Em 2019, de acordo com o Ministério da Saúde, 73% dos casos de abuso sexual aconteceram na casa da própria vítima ou do suspeito e, em 40% das denúncias, o abuso era cometido pelo pai ou padrasto.

De acordo com o Anuário Brasileiro de Segurança Pública 2020, houve 1 estupro a cada 8 minutos no país. 57,9% dos estupros foram contra crianças e jovens de até 13 anos de idade e 84,1% dos casos de estupro e abuso sexual foram praticados por parentes ou conhecidos da vítima.

Os números são aterrorizantes, no entanto, eles não representam a totalidade dos crimes sexuais em nosso país, já que a subnotificação é a realidade mais comum. Como denunciar os abusos quando a responsabilização sobre as violências segue caindo sobre as mulheres? Como denunciar parentes ou, até mesmo, o pai de seus filhos? 
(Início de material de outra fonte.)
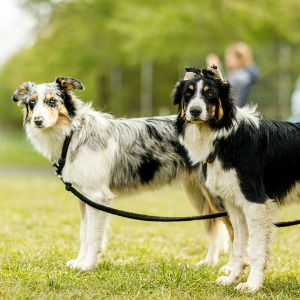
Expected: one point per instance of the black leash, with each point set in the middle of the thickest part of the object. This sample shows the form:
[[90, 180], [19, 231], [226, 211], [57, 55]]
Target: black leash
[[130, 215]]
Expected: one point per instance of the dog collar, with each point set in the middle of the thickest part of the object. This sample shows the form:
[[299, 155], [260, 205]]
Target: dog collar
[[61, 162]]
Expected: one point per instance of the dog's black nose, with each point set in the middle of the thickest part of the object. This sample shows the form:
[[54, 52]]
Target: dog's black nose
[[195, 111], [38, 121]]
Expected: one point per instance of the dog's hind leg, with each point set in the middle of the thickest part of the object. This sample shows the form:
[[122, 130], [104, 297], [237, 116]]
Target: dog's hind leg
[[216, 229], [92, 238], [240, 245], [83, 237], [260, 223]]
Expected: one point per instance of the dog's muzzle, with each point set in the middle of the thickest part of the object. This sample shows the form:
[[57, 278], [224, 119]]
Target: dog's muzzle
[[38, 121], [195, 113]]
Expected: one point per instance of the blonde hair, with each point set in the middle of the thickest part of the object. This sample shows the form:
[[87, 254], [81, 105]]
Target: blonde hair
[[242, 52]]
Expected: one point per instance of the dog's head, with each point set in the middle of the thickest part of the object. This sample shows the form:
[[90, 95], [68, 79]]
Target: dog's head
[[49, 103], [203, 96]]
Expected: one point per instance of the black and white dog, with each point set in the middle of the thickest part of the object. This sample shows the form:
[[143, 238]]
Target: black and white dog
[[111, 157], [250, 163]]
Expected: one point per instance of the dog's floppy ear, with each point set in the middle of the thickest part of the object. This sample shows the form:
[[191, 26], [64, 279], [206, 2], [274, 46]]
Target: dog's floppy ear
[[69, 84], [177, 92], [190, 73], [21, 92]]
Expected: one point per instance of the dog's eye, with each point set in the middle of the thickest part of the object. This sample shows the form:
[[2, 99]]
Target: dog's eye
[[187, 94], [31, 104], [52, 102]]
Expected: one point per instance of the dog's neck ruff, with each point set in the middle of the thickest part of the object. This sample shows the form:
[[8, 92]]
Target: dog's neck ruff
[[62, 160]]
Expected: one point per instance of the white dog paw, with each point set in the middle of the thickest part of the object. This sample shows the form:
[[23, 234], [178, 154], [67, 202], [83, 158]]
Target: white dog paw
[[247, 288], [225, 270]]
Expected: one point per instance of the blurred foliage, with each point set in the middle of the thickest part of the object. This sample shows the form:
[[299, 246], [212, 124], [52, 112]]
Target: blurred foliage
[[103, 43]]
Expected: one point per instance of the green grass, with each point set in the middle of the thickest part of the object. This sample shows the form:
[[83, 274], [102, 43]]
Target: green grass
[[39, 229], [15, 150]]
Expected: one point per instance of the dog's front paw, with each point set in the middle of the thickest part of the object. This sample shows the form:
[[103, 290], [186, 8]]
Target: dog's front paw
[[245, 287], [225, 270]]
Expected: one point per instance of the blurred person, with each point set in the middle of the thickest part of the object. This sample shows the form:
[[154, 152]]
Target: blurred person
[[295, 103], [241, 71]]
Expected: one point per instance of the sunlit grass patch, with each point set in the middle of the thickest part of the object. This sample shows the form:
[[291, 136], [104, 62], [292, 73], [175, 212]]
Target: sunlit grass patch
[[39, 232]]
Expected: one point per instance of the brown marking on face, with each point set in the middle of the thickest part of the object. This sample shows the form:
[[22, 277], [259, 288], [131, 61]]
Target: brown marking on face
[[48, 97], [28, 116], [212, 110], [66, 85], [221, 111], [63, 116]]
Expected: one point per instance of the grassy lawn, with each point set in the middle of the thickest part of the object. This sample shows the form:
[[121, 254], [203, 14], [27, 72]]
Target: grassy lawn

De acordo com um relatório da Organização Mundial da Saúde (OMS) publicado este ano, a cada 3 mulheres no mundo, ao menos 1 sofre violência física ou sexual ao longo da vida. O relatório, que analisou o período entre 2000 e 2018, aponta que o parceiro íntimo (marido, namorado ou companheiro) é o principal agressor quando se fala em violência contra as mulheres. Pelo estudo não contemplar o período de pandemia, a OMS ressalta que os números apontados certamente aumentaram a partir de 2020, já que muitas mulheres ficaram ainda mais expostas a seus agressores dentro de suas casas e, ao mesmo tempo, tiveram ainda mais dificuldades de acesso a serviços de proteção e acolhimento.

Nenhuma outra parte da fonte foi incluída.